Spend any time in any city around the world and I'm pretty sure that you'll find yourself agreeing with this notion. It's as if that classic hit from AlbertoY Los Paranoias 'Heads Down No Nonsense Mindless Boogie' has finally come true. (If you've never heard this do give it a listen – it always cheers me up.) Everyone is now boogieing along, heads down and ignoring everything else around them.

As demonstrated by the range of fantastic work on display at the EPAs, we cannot afford to ignore the skills and craft that create such great content for us. Nor can we ignore the challenge of working with this content so that it enhances the offer that events of all types offer as one of the most compelling channels available to communicators today. As the latest Bellwether Report from the IPA has shown, event budgets have increased by almost 6% as confidence amongst the marketing fraternity reaches levels unseen for the last eight years. Yet this success also creates the demand for extended reach and hard metrics that go way beyond the experience of the event itself. To adapt a phrase, it's all about the measurement, stupid.

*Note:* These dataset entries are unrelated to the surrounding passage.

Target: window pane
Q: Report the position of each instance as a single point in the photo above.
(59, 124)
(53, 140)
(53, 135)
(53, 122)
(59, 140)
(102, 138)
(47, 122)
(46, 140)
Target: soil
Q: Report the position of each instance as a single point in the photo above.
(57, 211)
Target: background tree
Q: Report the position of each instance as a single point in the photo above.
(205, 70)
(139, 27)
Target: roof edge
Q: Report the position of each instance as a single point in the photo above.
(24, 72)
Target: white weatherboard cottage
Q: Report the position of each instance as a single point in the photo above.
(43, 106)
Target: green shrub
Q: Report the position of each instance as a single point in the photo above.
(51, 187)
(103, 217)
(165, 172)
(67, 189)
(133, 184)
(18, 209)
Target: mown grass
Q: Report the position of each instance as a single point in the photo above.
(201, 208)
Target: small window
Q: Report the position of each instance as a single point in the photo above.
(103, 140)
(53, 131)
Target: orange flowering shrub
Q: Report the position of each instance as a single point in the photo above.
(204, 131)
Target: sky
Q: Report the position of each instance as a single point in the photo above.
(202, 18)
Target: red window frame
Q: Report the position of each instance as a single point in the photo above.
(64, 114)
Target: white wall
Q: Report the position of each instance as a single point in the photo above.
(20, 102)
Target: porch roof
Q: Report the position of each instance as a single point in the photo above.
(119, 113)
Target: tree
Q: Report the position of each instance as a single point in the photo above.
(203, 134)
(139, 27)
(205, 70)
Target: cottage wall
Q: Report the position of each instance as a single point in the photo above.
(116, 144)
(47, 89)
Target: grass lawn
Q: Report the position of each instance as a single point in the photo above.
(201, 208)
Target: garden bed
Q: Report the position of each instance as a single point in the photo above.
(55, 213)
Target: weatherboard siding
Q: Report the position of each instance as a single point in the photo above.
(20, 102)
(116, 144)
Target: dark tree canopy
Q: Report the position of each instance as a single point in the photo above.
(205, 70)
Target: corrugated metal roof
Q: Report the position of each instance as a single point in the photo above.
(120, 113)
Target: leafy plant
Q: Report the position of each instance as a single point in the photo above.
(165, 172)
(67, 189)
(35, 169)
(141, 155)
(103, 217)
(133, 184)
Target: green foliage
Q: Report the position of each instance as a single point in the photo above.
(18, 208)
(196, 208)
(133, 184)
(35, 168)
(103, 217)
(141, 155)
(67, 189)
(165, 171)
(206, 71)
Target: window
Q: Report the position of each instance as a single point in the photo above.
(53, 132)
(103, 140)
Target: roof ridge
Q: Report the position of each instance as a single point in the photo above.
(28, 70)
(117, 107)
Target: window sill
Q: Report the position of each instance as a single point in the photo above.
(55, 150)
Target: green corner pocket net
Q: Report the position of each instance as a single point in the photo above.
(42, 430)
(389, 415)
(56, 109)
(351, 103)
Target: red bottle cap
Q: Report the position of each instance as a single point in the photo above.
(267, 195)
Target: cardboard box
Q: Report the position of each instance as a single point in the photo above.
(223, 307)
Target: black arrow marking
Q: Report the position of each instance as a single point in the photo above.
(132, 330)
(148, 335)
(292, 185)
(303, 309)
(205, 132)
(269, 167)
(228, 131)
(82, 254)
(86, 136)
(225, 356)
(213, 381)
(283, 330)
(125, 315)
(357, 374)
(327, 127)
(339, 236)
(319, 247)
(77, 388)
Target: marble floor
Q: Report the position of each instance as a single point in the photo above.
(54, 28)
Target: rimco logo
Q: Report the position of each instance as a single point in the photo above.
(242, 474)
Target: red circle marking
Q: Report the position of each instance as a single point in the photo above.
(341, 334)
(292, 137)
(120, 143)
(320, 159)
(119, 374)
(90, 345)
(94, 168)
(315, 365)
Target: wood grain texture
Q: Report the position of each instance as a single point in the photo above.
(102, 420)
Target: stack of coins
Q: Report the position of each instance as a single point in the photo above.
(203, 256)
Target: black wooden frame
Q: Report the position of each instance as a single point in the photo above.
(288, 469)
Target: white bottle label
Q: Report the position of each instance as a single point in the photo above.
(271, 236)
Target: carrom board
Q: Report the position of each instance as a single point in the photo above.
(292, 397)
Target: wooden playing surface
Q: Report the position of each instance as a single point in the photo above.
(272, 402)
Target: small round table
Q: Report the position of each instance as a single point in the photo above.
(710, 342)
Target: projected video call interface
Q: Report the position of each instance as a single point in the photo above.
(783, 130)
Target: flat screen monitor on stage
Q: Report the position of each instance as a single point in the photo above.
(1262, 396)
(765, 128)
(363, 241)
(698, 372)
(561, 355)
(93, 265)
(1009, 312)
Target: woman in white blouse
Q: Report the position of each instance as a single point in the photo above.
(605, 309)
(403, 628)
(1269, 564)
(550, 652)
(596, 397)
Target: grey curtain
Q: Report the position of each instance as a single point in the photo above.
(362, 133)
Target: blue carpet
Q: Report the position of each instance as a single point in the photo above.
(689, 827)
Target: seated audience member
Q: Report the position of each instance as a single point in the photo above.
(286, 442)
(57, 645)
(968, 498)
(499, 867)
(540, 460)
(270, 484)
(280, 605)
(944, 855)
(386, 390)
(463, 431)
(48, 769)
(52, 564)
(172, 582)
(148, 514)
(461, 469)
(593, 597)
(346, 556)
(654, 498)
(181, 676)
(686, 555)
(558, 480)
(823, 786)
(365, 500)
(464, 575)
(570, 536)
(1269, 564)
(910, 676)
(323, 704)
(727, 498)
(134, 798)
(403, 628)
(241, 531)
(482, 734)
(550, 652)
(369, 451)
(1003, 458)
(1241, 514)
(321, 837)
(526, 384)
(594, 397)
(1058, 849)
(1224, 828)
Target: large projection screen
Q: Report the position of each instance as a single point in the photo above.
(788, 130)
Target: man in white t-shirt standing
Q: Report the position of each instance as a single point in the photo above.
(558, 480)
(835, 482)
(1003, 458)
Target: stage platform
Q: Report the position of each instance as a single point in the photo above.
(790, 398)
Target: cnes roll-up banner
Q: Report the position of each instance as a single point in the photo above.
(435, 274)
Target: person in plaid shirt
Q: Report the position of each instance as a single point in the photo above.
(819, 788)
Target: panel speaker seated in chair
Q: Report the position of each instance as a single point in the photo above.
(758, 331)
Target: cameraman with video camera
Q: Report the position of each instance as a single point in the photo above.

Many of the brilliant images in the awards have captured the experience in a creative way that in turn creates the opportunity to bring the event to life across other channels, delivering extended engagement and those all important hard numbers. The challenge for the event industry is not just coming up with the strategies to maximise that kind of exposure, but to ensure that we are equipping our people with the right skills and knowledge to maximise the reach required. I worry that we are already way behind the curve on this. There are plenty of really brilliant digital marketing companies out there that are leading the way in ensuring that their clients get the best reach, deepest engagement and most brand loyalty. We need to keep pace with them.

So we need to foster the skills sets that allow them to make the most of great content. We need to understand not just how to use brilliant images but how to brief the photographers in the first place to ensure we get content that will engage, surprise and intrigue. We need to have that photography brief developed in the context of the communications strategy for the event. We will need to allocate resources so that tactically we can get images and words out there at the right time to the right people. We will have to live in the right digital spaces so that we can respond to reaction and create effective engagement. So apart from editorial skills we will also need community management skills and curatorial skills as well. We create a wealth of interesting, compelling and unique content at every event we deliver. Now we need to deliver on these digital skills as well. Click.